The effect of the intervention on the primary endpoint, the baseline to-1-year change in FCT, was null. The between-group difference in this change was −7.2μm (95% confidence interval [95%CI], −11.4 to 25.8μm, P=.453, figure 1B). There was a near-significant trend toward a favorable effect of the intervention on between-group differences in the 1-year change in plaque area, with an effect size of −0.25 mm2, (95%CI, −0.50 to 0.01; P=.060; figure 1C). The between-group difference for the baseline to 1-year change in plaque volume also favored in the intervention, with an effect size of −4.21 mm3 (95%CI, −9.27 to 0.85; P=.103; figure 1C). One-year changes in plaque burden were similar between groups, as were changes in endothelial and microvascular function. However, the 1-year changes in waist and hip circumferences were significantly more pronounced in the intervention group: the intervention had positive effects on waist circumference (magnitude of the effect: −6.6 [−10.5 to −2.8] cm, P<.005) and hip circumference (magnitude of the effect: −3.27 [−6.5 to −0.1] cm, P=.045), whereas differences in changes in body weight were not significant (magnitude of the effect: −0.91 [−5.2 to 3.3] kg, P<.675; figure 1C).

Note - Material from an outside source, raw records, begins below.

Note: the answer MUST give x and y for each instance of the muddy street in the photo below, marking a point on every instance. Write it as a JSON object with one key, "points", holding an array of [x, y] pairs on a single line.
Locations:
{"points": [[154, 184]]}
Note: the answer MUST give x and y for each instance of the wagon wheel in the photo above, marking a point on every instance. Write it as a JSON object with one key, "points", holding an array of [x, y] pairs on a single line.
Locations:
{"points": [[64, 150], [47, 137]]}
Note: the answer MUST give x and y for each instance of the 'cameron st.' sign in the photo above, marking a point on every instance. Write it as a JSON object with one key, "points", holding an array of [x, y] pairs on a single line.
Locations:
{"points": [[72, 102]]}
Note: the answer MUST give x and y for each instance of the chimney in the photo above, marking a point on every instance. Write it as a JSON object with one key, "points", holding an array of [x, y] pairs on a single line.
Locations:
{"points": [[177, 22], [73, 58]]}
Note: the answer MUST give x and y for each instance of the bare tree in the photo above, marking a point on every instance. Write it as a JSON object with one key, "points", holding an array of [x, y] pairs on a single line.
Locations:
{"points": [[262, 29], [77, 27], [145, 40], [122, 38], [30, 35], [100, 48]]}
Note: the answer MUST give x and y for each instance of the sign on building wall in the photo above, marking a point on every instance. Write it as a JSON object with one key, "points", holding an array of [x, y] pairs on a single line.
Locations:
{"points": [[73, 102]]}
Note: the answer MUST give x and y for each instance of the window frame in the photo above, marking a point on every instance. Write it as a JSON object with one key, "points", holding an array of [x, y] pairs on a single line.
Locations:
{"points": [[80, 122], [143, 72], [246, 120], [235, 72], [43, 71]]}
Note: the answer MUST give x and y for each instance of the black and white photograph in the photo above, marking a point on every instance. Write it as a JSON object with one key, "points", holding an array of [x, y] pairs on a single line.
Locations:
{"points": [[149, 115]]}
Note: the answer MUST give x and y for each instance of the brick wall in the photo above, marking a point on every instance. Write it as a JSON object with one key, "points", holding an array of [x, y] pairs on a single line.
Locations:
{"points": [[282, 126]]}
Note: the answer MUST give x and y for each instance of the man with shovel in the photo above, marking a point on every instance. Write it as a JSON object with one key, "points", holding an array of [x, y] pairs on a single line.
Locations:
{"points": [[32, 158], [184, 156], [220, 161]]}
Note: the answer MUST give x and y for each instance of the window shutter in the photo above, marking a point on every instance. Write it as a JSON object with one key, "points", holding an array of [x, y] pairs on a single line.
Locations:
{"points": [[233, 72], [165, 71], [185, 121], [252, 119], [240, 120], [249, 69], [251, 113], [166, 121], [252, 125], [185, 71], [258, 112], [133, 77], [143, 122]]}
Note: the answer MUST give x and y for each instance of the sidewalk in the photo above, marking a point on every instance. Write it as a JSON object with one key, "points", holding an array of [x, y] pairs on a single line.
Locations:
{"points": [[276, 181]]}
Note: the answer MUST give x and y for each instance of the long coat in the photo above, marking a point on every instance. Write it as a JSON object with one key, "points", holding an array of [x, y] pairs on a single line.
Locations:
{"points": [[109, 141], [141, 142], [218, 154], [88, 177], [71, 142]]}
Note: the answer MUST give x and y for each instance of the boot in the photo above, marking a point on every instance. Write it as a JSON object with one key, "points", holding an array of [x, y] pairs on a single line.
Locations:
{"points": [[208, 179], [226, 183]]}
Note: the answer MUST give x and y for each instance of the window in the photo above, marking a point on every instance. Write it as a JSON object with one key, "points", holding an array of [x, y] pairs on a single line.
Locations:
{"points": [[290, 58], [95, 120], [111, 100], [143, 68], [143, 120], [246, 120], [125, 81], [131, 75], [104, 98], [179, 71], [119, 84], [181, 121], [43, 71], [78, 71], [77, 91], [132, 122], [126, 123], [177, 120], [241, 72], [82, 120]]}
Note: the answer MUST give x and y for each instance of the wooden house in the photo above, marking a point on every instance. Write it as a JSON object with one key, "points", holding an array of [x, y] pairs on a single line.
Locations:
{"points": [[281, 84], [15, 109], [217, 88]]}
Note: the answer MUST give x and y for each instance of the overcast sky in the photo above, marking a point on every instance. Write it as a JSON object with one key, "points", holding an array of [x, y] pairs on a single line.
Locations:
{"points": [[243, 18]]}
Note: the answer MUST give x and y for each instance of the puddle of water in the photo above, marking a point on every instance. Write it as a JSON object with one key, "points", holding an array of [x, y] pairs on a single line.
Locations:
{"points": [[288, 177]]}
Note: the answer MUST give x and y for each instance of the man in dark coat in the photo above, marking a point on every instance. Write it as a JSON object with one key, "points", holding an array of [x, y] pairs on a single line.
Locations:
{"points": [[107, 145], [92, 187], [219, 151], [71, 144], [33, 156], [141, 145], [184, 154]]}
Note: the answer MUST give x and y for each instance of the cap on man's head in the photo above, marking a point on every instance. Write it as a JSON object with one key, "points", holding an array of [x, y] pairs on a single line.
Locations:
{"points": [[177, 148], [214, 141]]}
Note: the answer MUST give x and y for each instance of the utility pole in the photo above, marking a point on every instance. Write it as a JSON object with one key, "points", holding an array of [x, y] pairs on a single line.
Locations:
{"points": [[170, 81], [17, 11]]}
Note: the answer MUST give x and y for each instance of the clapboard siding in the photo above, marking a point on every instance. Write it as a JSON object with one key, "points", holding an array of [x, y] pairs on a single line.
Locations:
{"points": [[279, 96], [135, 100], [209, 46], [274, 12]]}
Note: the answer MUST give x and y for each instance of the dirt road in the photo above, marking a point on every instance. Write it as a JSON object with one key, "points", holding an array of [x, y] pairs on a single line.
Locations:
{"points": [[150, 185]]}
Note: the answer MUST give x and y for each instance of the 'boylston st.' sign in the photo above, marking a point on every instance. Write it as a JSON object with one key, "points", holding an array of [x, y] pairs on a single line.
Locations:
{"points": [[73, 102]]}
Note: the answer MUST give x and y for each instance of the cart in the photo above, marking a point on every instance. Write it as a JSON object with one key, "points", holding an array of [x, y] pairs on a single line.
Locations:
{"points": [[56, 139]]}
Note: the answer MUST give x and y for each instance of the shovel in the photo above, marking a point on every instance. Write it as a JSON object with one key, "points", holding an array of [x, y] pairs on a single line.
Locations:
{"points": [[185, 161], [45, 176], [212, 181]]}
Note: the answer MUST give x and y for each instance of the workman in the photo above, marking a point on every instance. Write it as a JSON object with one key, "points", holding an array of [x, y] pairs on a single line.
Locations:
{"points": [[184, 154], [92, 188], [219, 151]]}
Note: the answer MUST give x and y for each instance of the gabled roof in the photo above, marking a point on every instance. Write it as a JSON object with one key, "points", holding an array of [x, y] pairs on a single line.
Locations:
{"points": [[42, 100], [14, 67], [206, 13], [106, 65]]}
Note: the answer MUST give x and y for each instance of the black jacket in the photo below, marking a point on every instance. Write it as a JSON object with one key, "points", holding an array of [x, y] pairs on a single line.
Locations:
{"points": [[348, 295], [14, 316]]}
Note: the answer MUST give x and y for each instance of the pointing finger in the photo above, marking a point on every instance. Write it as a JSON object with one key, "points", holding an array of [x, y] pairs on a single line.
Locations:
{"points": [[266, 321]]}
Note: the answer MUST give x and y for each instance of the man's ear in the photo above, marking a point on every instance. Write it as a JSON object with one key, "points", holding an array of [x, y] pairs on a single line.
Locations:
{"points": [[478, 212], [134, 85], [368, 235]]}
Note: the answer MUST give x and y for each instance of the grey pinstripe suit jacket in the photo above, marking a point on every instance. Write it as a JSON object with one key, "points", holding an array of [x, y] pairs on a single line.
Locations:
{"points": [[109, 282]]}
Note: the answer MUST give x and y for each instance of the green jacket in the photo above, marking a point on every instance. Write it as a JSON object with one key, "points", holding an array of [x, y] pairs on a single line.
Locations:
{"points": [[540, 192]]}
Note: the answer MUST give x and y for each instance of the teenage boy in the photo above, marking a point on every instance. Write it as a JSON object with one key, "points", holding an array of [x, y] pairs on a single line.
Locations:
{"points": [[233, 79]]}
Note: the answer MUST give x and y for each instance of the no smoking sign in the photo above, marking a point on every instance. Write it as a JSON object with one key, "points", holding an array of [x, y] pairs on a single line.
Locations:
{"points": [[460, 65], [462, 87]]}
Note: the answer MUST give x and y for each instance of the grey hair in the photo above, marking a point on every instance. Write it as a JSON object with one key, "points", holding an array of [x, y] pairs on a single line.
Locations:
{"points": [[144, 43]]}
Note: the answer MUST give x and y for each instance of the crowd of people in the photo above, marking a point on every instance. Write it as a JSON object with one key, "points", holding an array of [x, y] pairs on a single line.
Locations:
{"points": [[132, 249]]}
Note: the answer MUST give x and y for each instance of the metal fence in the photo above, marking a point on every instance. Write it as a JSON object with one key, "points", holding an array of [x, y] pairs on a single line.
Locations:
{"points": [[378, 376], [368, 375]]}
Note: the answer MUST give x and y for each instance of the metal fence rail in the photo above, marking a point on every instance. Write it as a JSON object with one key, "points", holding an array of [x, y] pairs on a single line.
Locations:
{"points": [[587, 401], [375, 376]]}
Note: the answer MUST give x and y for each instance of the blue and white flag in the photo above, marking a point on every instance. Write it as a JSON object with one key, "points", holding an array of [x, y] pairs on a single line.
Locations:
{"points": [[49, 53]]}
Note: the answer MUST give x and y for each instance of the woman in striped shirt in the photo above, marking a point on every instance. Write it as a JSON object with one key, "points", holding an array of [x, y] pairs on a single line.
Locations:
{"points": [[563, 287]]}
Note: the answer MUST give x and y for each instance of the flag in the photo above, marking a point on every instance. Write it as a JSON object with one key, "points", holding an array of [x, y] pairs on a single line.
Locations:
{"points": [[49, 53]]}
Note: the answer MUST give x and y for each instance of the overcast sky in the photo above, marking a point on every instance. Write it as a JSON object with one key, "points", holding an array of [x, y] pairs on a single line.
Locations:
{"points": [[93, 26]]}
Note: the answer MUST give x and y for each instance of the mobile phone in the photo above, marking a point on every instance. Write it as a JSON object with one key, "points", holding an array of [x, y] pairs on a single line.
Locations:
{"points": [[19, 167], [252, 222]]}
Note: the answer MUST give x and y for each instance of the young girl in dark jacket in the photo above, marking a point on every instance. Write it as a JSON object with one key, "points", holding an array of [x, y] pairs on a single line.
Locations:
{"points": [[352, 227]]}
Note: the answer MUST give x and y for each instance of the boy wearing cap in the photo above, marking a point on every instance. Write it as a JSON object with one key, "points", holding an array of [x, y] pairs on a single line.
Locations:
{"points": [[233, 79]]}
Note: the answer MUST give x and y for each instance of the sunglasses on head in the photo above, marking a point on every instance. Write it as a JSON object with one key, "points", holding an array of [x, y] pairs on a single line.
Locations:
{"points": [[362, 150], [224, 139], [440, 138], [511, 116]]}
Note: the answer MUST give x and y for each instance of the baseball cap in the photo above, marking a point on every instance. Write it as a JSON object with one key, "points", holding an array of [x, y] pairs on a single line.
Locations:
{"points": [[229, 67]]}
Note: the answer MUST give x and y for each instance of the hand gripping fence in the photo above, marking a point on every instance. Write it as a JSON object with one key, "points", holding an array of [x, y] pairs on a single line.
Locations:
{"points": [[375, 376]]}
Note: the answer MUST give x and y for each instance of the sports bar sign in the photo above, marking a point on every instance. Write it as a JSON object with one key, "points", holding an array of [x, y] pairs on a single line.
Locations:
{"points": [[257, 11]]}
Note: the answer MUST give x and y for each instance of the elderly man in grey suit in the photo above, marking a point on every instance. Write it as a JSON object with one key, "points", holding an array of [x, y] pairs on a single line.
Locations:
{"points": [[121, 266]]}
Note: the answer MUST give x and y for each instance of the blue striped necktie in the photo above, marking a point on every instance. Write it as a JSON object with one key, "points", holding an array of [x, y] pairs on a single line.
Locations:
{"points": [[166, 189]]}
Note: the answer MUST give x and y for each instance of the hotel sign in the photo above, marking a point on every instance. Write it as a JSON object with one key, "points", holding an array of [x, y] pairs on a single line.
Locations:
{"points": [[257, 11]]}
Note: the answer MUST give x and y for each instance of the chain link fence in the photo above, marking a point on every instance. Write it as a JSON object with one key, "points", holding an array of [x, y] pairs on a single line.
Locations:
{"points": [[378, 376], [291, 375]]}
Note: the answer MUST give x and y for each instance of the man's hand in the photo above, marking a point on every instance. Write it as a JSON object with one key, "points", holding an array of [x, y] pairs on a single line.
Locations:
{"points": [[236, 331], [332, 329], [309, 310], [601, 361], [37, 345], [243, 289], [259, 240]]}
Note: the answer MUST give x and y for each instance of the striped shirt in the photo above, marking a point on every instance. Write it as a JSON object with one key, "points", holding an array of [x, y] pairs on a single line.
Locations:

Our data, limited by sample size, short-term intervention and the natural crossover between the diet arms, suggest that, compared with current standard recommendations of MedDiet, an intensive intervention including supplemental EVOO had no significant impact on the 1-year FCT of coronary plaque after ACS. Our previous study indicated that systemic inflammation and gut microbiota longitudinal responses influence plaque remodeling after ACS.6 The observed effects could be further clarified by investigating the role of the MedDiet in the inflammation-microbiota-coronary plaque interplay. While the intensive intervention may not affect plaque vulnerability, our anthropometric results and a marginally significant trend toward slower plaque progression support the clinical benefits of a MedDiet with EVOO for secondary cardiovascular prevention.